La somiglianza non è tutto ciò di cui hai bisogno: Dotare la Generazione Aumentata dal Recupero di Pensieri Multistrato
Similarity is Not All You Need: Endowing Retrieval Augmented Generation with Multi Layered Thoughts
May 30, 2024
Autori: Chunjing Gan, Dan Yang, Binbin Hu, Hanxiao Zhang, Siyuan Li, Ziqi Liu, Yue Shen, Lin Ju, Zhiqiang Zhang, Jinjie Gu, Lei Liang, Jun Zhou
cs.AI
Abstract
Negli ultimi anni, i modelli linguistici di grandi dimensioni (LLM) hanno ottenuto risultati straordinari in vari domini. Tuttavia, la mancanza di tempestività e l’elevato costo degli aggiornamenti delle conoscenze, uniti ai problemi di allucinazione degli LLM, ne hanno limitato l’applicazione in compiti ad alta intensità di conoscenza, dove la generazione aumentata tramite recupero (RAG) può essere d’aiuto. Tuttavia, i modelli esistenti basati sul recupero utilizzano tipicamente la similarità come ponte tra query e documenti e seguono una procedura di "recupera poi leggi". In questo lavoro, sosteniamo che la similarità non è sempre la panacea e che affidarsi esclusivamente ad essa potrebbe talvolta degradare le prestazioni della generazione aumentata tramite recupero. A tal fine, proponiamo MetRag, un framework di generazione aumentata tramite recupero potenziato da pensieri multistrato. Per cominciare, oltre al pensiero orientato alla similarità esistente, adottiamo un modello di utilità su piccola scala che trae supervisione da un LLM per un pensiero orientato all’utilità e sviluppiamo un modello più intelligente combinando in modo completo i pensieri orientati alla similarità e all’utilità. Inoltre, considerando che l’insieme dei documenti recuperati tende a essere ampio e che utilizzarli in isolamento rende difficile cogliere le somiglianze e le caratteristiche comuni tra di essi, proponiamo di utilizzare un LLM come riassuntore adattivo al compito per dotare la generazione aumentata tramite recupero di un pensiero orientato alla compattezza.

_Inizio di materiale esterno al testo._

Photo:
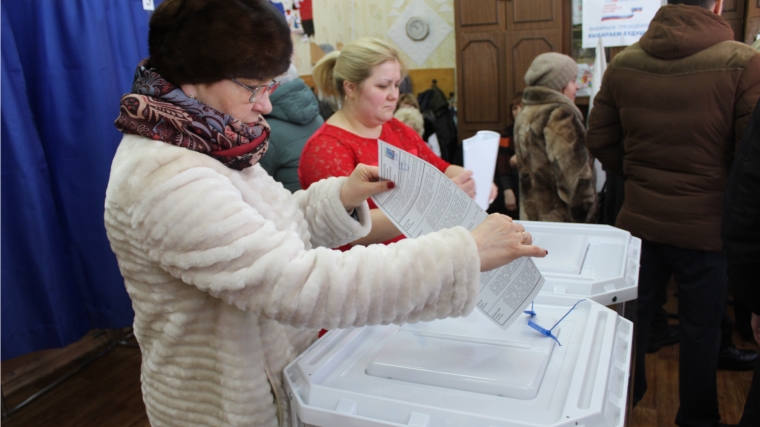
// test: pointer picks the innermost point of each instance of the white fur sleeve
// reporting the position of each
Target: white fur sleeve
(329, 224)
(197, 227)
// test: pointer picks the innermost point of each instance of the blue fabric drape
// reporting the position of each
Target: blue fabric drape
(65, 65)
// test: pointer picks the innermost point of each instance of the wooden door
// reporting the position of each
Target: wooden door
(479, 15)
(480, 82)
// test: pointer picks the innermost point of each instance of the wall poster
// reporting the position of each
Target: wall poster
(616, 22)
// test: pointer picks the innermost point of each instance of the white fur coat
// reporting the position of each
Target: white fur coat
(231, 277)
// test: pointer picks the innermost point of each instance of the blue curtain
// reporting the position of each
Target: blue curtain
(65, 65)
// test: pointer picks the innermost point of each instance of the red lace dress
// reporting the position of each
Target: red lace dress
(333, 151)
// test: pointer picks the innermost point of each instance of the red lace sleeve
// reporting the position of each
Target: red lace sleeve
(423, 151)
(324, 156)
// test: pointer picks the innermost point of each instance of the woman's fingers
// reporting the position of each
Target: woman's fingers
(363, 183)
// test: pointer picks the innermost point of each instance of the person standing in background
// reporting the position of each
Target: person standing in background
(506, 177)
(556, 174)
(740, 229)
(294, 118)
(364, 76)
(679, 99)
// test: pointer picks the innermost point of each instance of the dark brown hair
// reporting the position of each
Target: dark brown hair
(206, 41)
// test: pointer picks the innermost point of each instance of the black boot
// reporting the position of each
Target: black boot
(735, 359)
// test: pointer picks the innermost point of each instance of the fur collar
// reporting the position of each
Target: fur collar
(538, 95)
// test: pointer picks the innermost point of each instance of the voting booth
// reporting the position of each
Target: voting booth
(469, 372)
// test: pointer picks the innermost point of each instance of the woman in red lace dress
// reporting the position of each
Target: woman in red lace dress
(365, 77)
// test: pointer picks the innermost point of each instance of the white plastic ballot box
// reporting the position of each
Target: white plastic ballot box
(469, 372)
(598, 262)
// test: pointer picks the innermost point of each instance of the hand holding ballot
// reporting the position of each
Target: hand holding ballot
(501, 241)
(424, 200)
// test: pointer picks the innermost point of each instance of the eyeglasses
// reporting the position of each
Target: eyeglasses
(258, 90)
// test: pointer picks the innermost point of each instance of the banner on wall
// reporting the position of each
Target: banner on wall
(616, 22)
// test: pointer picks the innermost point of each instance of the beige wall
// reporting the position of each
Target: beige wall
(341, 21)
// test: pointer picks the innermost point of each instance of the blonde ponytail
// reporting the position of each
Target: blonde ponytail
(354, 64)
(324, 75)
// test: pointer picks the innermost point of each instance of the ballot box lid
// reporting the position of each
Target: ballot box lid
(469, 372)
(592, 261)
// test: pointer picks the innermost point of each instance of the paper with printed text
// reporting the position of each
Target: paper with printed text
(424, 201)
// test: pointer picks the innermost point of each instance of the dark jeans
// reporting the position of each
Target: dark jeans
(701, 300)
(751, 417)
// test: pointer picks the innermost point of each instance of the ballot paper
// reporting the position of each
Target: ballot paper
(480, 153)
(425, 200)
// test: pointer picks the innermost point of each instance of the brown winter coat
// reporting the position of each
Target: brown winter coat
(679, 100)
(556, 177)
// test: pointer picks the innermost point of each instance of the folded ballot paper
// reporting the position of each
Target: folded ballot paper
(480, 153)
(425, 200)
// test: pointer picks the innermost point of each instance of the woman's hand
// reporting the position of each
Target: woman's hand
(363, 182)
(510, 201)
(501, 241)
(465, 182)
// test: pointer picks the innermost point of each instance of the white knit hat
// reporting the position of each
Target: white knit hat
(553, 70)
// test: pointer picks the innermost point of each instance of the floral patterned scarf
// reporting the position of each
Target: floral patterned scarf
(158, 110)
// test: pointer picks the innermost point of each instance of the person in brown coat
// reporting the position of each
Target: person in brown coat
(556, 176)
(679, 100)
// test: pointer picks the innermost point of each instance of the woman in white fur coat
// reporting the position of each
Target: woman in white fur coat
(230, 275)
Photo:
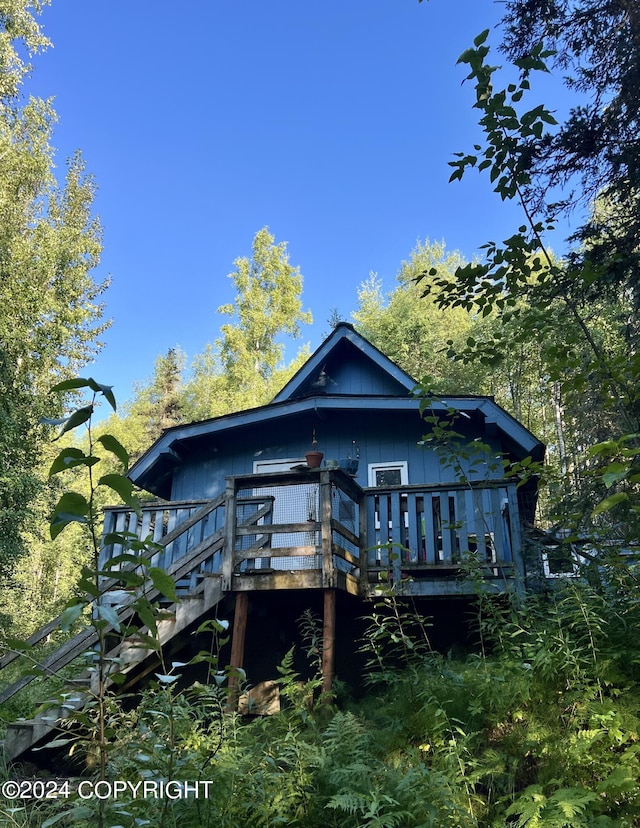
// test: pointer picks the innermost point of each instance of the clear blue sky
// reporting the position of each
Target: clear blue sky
(331, 122)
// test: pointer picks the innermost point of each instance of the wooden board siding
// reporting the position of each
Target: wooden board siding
(382, 436)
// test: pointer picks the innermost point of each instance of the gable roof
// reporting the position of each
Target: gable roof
(323, 372)
(327, 381)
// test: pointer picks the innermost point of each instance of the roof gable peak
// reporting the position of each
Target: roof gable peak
(347, 363)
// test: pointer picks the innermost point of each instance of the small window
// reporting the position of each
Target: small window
(560, 562)
(388, 474)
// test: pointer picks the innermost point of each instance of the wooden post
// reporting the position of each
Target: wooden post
(228, 552)
(328, 640)
(237, 644)
(328, 579)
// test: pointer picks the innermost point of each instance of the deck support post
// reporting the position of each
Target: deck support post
(237, 644)
(328, 640)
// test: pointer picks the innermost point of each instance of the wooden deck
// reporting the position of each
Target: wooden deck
(303, 529)
(317, 529)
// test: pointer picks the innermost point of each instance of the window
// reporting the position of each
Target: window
(389, 474)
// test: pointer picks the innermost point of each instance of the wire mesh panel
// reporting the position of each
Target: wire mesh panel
(276, 510)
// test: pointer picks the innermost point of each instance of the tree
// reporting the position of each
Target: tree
(50, 316)
(244, 368)
(413, 332)
(160, 405)
(585, 305)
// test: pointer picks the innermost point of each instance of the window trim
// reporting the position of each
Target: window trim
(402, 465)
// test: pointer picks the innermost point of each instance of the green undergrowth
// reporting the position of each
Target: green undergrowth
(539, 728)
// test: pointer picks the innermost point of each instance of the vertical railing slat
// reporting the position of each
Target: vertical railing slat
(397, 532)
(463, 534)
(445, 529)
(414, 540)
(383, 513)
(430, 539)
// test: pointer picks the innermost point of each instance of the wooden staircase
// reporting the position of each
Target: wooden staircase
(193, 555)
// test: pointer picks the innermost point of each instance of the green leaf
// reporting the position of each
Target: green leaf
(164, 679)
(609, 502)
(69, 458)
(109, 615)
(113, 445)
(163, 583)
(614, 473)
(72, 384)
(77, 418)
(72, 507)
(120, 484)
(105, 390)
(69, 616)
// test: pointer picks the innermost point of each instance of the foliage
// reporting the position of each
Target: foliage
(49, 243)
(410, 331)
(565, 312)
(244, 367)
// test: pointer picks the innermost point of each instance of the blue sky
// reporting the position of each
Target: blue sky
(331, 123)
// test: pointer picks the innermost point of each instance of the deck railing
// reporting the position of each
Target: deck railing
(184, 530)
(296, 521)
(430, 531)
(321, 521)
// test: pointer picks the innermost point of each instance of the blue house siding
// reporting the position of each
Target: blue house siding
(381, 436)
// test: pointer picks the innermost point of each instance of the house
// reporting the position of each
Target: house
(244, 514)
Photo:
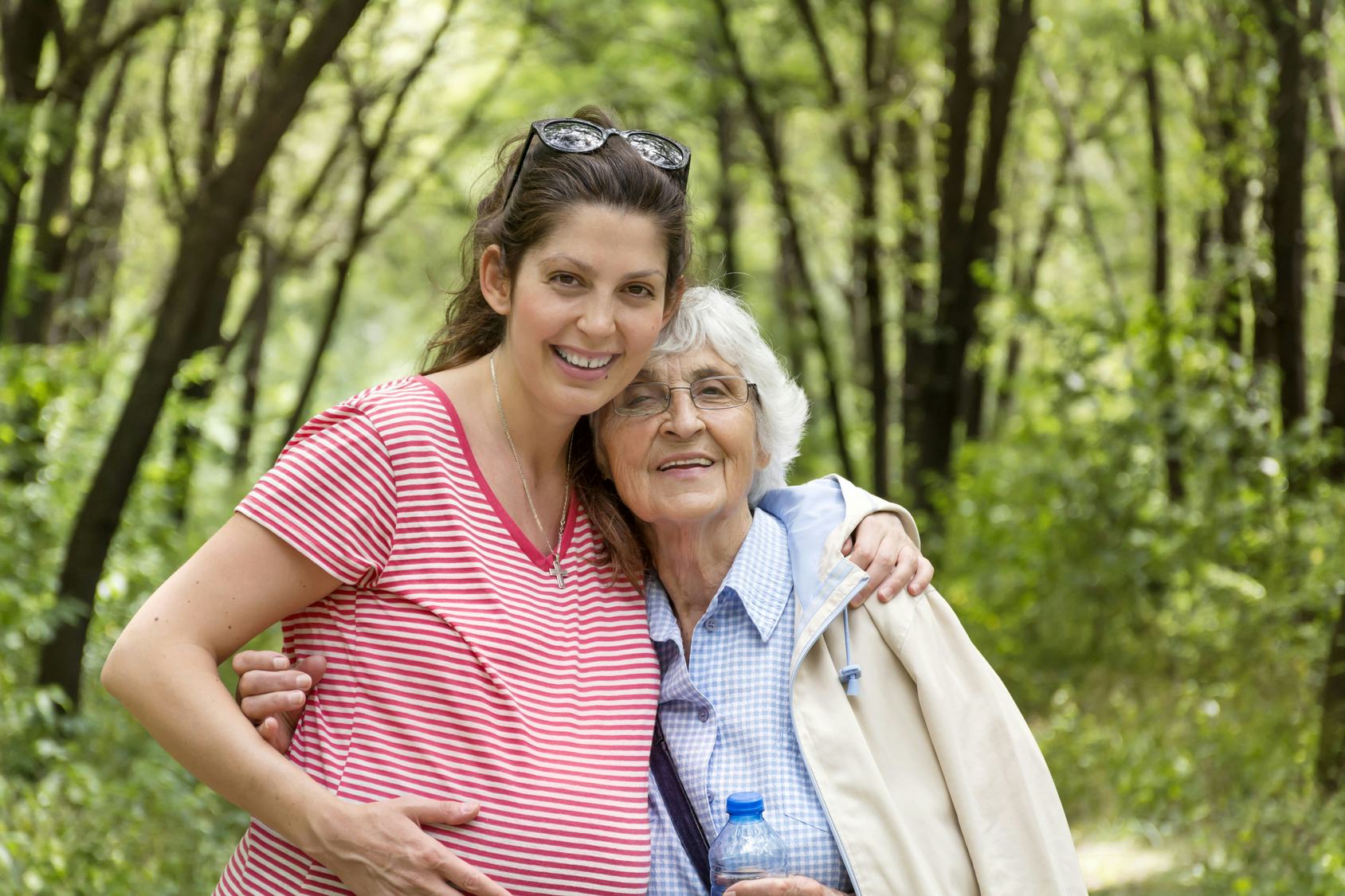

Infine, con i pensieri multistrato delle fasi precedenti, un LLM viene chiamato per la generazione aumentata di conoscenza. Esperimenti estesi su compiti ad alta intensità di conoscenza hanno dimostrato la superiorità di MetRag.
English
In recent years, large language models (LLMs) have made remarkable
achievements in various domains. However, the untimeliness and cost of
knowledge updates coupled with hallucination issues of LLMs have curtailed
their applications in knowledge intensive tasks, where retrieval augmented
generation (RAG) can be of help. Nevertheless, existing retrieval augmented
models typically use similarity as a bridge between queries and documents and
follow a retrieve then read procedure. In this work, we argue that similarity
is not always the panacea and totally relying on similarity would sometimes
degrade the performance of retrieval augmented generation. To this end, we
propose MetRag, a Multi layEred Thoughts enhanced Retrieval Augmented
Generation framework. To begin with, beyond existing similarity oriented
thought, we embrace a small scale utility model that draws supervision from an
LLM for utility oriented thought and further come up with a smarter model by
comprehensively combining the similarity and utility oriented thoughts.
Furthermore, given the fact that the retrieved document set tends to be huge
and using them in isolation makes it difficult to capture the commonalities and
characteristics among them, we propose to make an LLM as a task adaptive
summarizer to endow retrieval augmented generation with compactness-oriented
thought. Finally, with multi layered thoughts from the precedent stages, an LLM
is called for knowledge augmented generation. Extensive experiments on
knowledge-intensive tasks have demonstrated the superiority of MetRag.